I am able to get a large string of text via WebClient and StreamReader (though I don't really understand them), and I imagine that I could trim down the string to what I want and then loop the query with a delay to enable updating of the data without running the program again. However I'm only speculating and it seems like there would be a more efficient way of accessing data than this. Am I missing something?
EDIT - The general consensus seems to be to use JSON to do this; which is exactly was I was looking for! Thanks guys!
It looks like that site provides an API serving up JSON data. If you don't know what JSON is you need to look into that, but basically you could create object models representing this JSON. If you have the latest version of VS2012 you can copy the JSON and right click, hit paste special, then paste as class. This will automatically generate models for you.
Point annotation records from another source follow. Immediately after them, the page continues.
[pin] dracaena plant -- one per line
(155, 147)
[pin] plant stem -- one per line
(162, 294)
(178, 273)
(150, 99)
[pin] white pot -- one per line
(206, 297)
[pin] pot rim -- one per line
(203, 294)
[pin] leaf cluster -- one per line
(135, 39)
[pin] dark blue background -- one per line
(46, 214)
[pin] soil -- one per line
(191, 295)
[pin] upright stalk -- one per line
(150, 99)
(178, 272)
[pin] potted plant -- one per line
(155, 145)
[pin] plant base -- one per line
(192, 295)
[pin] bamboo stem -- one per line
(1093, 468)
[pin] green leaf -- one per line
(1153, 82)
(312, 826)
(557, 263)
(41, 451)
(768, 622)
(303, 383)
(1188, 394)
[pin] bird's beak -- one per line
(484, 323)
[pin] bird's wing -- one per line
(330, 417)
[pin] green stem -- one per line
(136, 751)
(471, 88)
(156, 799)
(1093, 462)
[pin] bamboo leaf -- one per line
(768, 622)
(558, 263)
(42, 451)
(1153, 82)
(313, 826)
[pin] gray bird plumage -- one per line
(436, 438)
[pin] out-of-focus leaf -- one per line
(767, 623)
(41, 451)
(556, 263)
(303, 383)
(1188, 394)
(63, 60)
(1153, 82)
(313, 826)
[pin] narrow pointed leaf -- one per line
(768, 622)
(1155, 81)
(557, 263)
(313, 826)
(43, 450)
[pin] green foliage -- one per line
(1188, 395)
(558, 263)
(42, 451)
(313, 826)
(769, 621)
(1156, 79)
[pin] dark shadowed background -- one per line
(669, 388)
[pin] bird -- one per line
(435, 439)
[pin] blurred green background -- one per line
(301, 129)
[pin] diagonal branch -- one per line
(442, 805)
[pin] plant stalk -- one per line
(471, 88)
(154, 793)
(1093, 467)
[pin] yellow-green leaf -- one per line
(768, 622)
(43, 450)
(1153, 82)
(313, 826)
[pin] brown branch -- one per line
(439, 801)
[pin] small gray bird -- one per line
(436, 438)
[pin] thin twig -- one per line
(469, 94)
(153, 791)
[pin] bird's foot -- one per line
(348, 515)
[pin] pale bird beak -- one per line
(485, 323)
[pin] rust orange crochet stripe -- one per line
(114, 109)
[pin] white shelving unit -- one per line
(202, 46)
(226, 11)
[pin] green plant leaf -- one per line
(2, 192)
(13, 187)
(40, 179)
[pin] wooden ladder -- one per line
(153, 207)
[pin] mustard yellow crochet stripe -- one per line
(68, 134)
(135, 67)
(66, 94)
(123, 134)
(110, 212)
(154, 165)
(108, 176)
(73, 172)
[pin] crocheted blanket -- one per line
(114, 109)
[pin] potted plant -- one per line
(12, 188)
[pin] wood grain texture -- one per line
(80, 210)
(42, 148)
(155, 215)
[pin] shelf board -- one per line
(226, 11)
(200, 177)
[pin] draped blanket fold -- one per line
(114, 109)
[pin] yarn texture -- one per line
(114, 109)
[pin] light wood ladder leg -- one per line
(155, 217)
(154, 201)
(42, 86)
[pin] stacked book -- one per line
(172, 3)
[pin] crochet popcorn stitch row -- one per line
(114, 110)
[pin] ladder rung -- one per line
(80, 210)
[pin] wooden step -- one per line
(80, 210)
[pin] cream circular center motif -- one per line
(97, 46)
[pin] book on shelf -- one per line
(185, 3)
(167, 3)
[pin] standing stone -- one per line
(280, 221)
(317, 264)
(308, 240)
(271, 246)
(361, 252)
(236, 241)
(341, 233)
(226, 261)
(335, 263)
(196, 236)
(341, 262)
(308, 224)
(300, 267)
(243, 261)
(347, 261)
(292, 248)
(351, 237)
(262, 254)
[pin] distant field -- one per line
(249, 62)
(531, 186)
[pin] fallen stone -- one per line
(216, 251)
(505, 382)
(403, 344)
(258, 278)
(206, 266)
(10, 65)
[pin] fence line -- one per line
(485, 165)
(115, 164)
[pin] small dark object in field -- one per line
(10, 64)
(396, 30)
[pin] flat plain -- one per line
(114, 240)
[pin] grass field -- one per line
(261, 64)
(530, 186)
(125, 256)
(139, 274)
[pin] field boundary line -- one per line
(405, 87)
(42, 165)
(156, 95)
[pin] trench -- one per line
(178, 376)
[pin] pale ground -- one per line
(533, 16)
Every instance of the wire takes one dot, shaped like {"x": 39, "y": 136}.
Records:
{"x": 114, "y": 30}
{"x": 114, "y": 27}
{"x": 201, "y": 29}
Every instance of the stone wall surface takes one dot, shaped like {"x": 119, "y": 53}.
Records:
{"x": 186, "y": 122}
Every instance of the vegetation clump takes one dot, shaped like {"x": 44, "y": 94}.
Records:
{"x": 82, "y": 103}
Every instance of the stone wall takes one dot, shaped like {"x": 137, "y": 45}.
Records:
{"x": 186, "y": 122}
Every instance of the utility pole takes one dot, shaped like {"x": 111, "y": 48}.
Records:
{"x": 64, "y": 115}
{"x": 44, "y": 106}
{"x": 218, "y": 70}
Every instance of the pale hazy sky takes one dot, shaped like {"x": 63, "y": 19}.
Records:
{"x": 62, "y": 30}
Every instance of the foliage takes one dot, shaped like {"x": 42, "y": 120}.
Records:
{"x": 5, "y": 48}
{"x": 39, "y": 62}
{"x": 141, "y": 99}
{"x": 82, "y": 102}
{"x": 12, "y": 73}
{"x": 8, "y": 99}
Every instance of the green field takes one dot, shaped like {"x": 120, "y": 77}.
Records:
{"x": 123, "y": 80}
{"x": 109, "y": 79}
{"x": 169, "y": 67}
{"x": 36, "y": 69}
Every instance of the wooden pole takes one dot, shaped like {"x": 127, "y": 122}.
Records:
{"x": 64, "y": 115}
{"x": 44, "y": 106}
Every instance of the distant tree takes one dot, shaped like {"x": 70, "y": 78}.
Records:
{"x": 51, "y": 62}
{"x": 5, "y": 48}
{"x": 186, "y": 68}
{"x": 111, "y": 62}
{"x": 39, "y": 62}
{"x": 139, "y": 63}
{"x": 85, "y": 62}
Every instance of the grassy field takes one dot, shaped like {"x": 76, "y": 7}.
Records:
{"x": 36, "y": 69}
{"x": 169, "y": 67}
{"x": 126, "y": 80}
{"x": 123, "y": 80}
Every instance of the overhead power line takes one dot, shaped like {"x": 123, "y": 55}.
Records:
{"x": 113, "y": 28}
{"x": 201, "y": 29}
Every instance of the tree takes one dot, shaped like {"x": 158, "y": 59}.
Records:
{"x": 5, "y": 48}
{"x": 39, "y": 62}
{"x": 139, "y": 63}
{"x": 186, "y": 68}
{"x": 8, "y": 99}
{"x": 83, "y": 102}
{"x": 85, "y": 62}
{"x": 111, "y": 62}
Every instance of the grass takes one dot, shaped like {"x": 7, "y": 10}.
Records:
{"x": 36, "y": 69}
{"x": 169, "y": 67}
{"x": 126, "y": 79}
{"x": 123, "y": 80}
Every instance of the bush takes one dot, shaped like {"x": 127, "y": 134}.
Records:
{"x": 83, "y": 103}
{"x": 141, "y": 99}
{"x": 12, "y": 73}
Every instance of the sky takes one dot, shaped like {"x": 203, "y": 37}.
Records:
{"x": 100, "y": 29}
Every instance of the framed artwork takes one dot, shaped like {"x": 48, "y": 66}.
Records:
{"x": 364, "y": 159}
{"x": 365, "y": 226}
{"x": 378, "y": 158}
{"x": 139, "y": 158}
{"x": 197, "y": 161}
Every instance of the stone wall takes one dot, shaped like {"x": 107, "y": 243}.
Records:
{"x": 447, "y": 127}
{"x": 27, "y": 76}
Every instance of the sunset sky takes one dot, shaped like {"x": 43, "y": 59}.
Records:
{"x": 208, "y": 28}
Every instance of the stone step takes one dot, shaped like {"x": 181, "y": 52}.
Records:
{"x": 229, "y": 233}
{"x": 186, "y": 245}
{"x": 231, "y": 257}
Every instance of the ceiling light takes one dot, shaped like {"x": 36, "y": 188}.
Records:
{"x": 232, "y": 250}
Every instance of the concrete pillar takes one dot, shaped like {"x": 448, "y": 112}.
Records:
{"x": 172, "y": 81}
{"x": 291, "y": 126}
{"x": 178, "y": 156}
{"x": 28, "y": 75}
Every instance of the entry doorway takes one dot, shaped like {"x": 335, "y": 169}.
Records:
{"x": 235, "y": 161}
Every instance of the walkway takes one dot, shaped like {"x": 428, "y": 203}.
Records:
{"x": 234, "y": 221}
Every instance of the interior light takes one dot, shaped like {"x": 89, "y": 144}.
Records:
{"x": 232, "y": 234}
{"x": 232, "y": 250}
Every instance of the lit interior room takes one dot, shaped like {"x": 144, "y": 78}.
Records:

You then contact the API, retrieve the JSON, deserialize it into your models, and do whatever you want from there.
A better way:
string url = "http://data.mtgox.com/";
HttpWebRequest myWebRequest = (HttpWebRequest)HttpWebRequest.Create(url);
myWebRequest.Method = "GET"; // This can also be "POST"
HttpWebResponse myWebResponse = (HttpWebResponse)myWebRequest.GetResponse();
StreamReader myWebSource = new StreamReader(myWebResponse.GetResponseStream());
string myPageSource = string.Empty;
myPageSource= myWebSource.ReadToEnd();
myWebResponse.Close();
// Do something with the data in myPageSource
Once you have the data, look at JSON.NET to parse it